Mevrouw Kant (SP): Juist vanwege de verbreding stel ik mijn specifieke vraag. Ik heb wel waardering voor wat mevrouw Wiegman zegt, maar in de werkelijkheid berokkent het beleid juist schade aan de mensen die wij zo zouden moeten waarderen, omdat zij uit betrokkenheid belangrijk maatschappelijk werk doen.

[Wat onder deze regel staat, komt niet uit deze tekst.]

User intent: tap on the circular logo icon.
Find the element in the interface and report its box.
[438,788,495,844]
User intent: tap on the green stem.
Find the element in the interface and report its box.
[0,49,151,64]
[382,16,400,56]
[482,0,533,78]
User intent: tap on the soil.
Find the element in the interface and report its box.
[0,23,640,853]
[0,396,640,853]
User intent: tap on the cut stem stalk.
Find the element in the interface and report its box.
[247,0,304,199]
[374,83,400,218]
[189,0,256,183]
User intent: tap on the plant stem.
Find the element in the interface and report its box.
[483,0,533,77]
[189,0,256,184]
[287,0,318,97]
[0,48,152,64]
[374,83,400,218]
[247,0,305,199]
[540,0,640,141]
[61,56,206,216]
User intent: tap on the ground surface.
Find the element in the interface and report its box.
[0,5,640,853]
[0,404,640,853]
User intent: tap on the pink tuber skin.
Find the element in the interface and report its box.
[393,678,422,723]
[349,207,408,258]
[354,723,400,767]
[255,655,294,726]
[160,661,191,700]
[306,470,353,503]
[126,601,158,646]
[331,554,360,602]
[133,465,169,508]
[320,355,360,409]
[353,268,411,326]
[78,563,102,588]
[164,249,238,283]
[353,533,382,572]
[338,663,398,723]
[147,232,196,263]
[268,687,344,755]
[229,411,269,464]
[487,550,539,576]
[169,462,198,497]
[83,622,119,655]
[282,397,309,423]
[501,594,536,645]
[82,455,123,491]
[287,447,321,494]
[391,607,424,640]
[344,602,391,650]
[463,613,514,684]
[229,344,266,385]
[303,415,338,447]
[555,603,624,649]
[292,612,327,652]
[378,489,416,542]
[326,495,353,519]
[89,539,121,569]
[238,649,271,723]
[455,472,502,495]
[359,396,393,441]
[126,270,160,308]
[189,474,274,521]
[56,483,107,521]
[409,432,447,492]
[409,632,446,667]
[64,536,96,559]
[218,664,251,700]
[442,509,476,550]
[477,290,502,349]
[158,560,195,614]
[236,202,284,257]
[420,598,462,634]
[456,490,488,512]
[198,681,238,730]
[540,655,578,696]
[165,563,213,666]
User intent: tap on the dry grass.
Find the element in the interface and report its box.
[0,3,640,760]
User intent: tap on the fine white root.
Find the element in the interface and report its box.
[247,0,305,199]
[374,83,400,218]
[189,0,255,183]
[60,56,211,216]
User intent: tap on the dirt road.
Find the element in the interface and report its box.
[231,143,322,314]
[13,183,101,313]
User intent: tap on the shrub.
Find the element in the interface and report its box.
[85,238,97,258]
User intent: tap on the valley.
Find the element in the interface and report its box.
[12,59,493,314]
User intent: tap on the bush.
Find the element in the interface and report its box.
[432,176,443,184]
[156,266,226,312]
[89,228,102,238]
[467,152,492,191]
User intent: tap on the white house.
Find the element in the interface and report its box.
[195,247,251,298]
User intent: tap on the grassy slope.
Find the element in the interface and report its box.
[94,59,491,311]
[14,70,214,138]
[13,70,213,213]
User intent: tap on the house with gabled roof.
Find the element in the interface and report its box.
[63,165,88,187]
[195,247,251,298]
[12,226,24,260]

Zij helpen ouderen thuis. Dat wordt echter niet gewaardeerd, maar met voeten getreden. Als wij op zo'n manier met de inzet en betrokkenheid van mensen omgaan, moet men niet gek staan te kijken als ons land een land van "ieder voor zich" wordt. "Laat de ouderen het maar alleen oplossen". Als de overheid al uitstraalt dat een vaste hulp van geen waarde is, maar in bepaalde gevallen ook een poetshulp kan zijn, is dat een voorbeeld hoe de mensen met elkaar kunnen omgaan. Daarom trek ik het breder. Wat op dit moment gebeurt, moet mevrouw Wiegman zich toch aantrekken. Het verschil is dat ik nu met voorbeelden kom, maar die voorbeelden komen uit de werkelijkheid, waar zij de ogen blijkbaar toch een beetje voor sluit.

Mevrouw Wiegman-van Meppelen Scheppink (ChristenUnie): Ik sluit mijn ogen zeker niet. Ik ben het verschrikkelijk eens met mevrouw Kant dat niet zo met mensen en personeel mag worden omgegaan. Ik hoorde haar echter ook zeggen dat het beleid niet deugt. Daarover verschillen wij van mening. Ik vind het idee, het principe van de WMO op zichzelf heel goed. Ik ben blij met de rapporten die wij een paar maanden geleden kregen over maatschappelijk verantwoord aanbesteden, om de problemen die zich nu voordoen te ondervangen. Mevrouw Kant zegt dat het beleid niet deugt, maar ik zeg dat de uitvoering op verschillende plekken en bij verschillende organisaties niet deugt.

Laten wij er heel hard aan werken dat de uitvoering beter wordt en dat de zorg die de mensen nodig voortdurend centraal blijft staan in het beleid.

Mevrouw Agema (PVV): U zegt dat de Wmo deugt. Hoe zit het dan met die Wmo? Gemeenten krijgen een bedrag overgemaakt, schoon aan de haak. Wat zij op die Wmo-zorg beknibbelen, kunnen zij voor andere zaken gebruiken, dus ook voor leuke recepties en noem maar op. Deugt die Wmo dan nog steeds? Of zegt u dat het geld dat schoon aan de haak is overgegaan naar gemeenten alleen moet worden besteed aan Wmo-doelgroepen?

Mevrouw Wiegman-van Meppelen Scheppink (ChristenUnie): Op deze manier vervallen wij toch in een Wmo-discussie, maar ik wil best op deze vraag ingaan. Je ziet bepaalde dingen in gemeenten gebeuren. In verschillende gemeenten gaan inderdaad dingen niet goed; in heel veel gemeenten gaan dingen wel heel goed. Je kunt gemeenteraden bevragen op het Wmo-beleid. Er zijn Wmo-cliëntenraden die de gemeenteraad bij de les houden dat het geld bestemd voor thuiszorg niet naar de straatstenen mag gaan. Daarop kun je gemeenteraden aanspreken. Ik kom zelf uit de gemeenteraad. Een gemeenteraad is gevoelig voor dit soort argumenten. Het zijn dingen die op lokaal niveau in sommige gevallen verbetering behoeven, maar gemeenteraden kunnen daarop worden aangesproken.